AMD Piledriver rumours ... and expert conjecture

Page 32 - Seeking answers? Join the Tom's Hardware community: where nearly two million members share solutions and discuss the latest tech.
Status
Not open for further replies.
We have had several requests for a sticky on AMD's yet to be released Piledriver architecture ... so here it is.

I want to make a few things clear though.

Post a question relevant to the topic, or information about the topic, or it will be deleted.

Post any negative personal comments about another user ... and they will be deleted.

Post flame baiting comments about the blue, red and green team and they will be deleted.

Enjoy ...
 
http://www.xbitlabs.com/news/cpu/display/20120111193048_AMD_Demos_17W_Trinity_Accelerated_Processing_Unit.html

In case we missed it.

Cheers!



Yeah i watched the video(which i can't find) i'm going to buy the best APU for my new laptop i hope trinity is out before 4Q of 2012. It should be out on time since Amd keeps displaying it.
 
^^ Here's the problem: The thread is you lowest unit of execution. And most times, you only have one or two threads that do any real heavy lifting at any one time. That limits how well you can scale your software. I've always seen more cores as a way to do more APPLICATIONS at one time, but simply do not see software scaling much beyond four cores, except in some very special cases. Todays games may have 80+ threads running, but only a handful are doing any real work.

Hence my primary argument of why BD was destined to fail: for software like you see on a PC, its simply far too difficult to scale efficently. Once performance is "good enough", designers stop trying to optimize farther, because its a waste of time and money. At the end of the day, very few people (if any) buy a game because it spits out 120 FPS on a 460; they buy it because they want to play it.

That being said, I consider the next leap forward in gaming to be implementing real-time physics effects into games, which almost requires a dedicated GPGPU. [Multiple-object dynamic physics equations get very complicated very fast]. For example, instead of set values for bullet damage, I want the effects computed in real-time based on distance, velocity, armor, etc.


This is very very true, and the reason I hate "benchmarking" with a single app. You can only parallelize so much before your required to radically change the architecture of your game. More cores means you can have more things going at once without two heavy apps being forced to share CPU resources. This becomes blatantly obvious when your start engineering systems using virtualization. Running 5~6 VM's on a platform with eight to twelve cores you quickly see the benefit of having so many independent processor resources.

BD's uarch was pretty solid in concept, most operations are Integer OPS / Logic Compares or memory operations, actual FPU OPS are pretty rare as a percentage. They stood to save a lot of die real estate by sharing one big FPU and coherent MMU's between cores while keeping separate ALU's. They screwed up in the execution of this idea, the cache has way to high a latency coupled with mispredicts that only emphasize that latency. If they could find a way to fix the latency issue and get better prediction rates and data preload rates, the we would see a significant (25~30% would be my WAG) jump in performance per cycle. After all, pretty much every ALU in the world is the same, there are only so many ways to add 0 and 1 together.
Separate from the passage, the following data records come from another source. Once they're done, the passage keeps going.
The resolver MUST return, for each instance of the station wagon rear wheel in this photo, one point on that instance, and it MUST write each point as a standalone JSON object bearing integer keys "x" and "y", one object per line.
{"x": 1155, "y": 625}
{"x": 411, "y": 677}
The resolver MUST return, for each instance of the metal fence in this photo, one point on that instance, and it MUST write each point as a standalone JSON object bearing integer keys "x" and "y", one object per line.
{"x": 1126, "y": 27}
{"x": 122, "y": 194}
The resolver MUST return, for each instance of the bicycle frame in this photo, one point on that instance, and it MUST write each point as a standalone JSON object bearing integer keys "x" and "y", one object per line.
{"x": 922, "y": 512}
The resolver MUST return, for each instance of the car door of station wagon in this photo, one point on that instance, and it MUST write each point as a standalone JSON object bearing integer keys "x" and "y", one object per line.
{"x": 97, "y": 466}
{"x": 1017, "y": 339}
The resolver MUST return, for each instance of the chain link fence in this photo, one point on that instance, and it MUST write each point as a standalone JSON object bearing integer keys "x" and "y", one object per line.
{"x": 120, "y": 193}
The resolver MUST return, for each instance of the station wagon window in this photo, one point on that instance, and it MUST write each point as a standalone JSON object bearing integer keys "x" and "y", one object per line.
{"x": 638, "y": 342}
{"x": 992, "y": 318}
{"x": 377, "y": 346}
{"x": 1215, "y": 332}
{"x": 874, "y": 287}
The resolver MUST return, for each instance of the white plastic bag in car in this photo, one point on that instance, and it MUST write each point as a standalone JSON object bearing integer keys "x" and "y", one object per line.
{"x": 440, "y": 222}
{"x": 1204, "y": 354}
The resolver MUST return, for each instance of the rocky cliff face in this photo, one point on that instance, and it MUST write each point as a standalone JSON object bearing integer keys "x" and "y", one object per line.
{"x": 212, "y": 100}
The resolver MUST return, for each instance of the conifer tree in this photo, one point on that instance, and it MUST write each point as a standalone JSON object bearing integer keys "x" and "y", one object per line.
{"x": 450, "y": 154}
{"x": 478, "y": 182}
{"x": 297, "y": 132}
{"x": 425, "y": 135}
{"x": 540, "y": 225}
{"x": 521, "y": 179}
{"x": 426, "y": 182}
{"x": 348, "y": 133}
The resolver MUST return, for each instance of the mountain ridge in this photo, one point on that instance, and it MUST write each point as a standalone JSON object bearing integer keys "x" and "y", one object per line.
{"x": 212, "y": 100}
GPGPU for physics would be easy to implement once they got their algorithms worked out. Right now their being slow due to consoles not supporting it.

@Viridian,

A GPU will never be as good as a CPU at generic integer ops / logic compares, they'll always bee a few orders of magnitude behind. It has to due with VLIW operations in general, and no amount of secret magic sauce will fix it. Intel found this out the hard way when they tried to have the Itanium compete with Ultra SPARC and IBM Power. In a VLIW CPU you execute multiple instructions simultaneously. Now these instructions can not be co-dependent. If one of those instructions has an operand that is dependent on another, then it must wait till after the previous one is finished before it can be executed. With VLIW setups instructions are not evaluated for dependencies until their loaded for processing, with the dependent instructions having their results discarded and are run again. Basically you can't do branch prediction or Out of Order Execution very effectively with a VLIW uarch. What a VLIW uarch can do very well is process large amounts of non-dependent calculations, basically vector math. This perfectly fine for GPU's as their processing pixel elements and vertices, all require independent calculations with the final result being a rendered image, they typically render one pixel per "thread". A 1920 x 1080 resolution is 2,073,600 pixels per frame, at 60 fps you get 124,416,000 pixels that need to be rendered per second. This is without considering AA or shader's being applied. 124 million separate vector calculations per second would be nearly impossible on a generic processor but easy on a vector processor with 200~500 separate processing engines (aka cores). This is also why memory access seems so much more important to a GPU then a CPU. CPU's have ultra fast cache inside of them that typically holds all the data their going to need for that moment in time. GPU's massive amounts of independent operations requires that they process very large amounts of data, data that won't even remotely fit into cache.
 
This is very very true, and the reason I hate "benchmarking" with a single app. You can only parallelize so much before your required to radically change the architecture of your game. More cores means you can have more things going at once without two heavy apps being forced to share CPU resources. This becomes blatantly obvious when your start engineering systems using virtualization. Running 5~6 VM's on a platform with eight to twelve cores you quickly see the benefit of having so many independent processor resources.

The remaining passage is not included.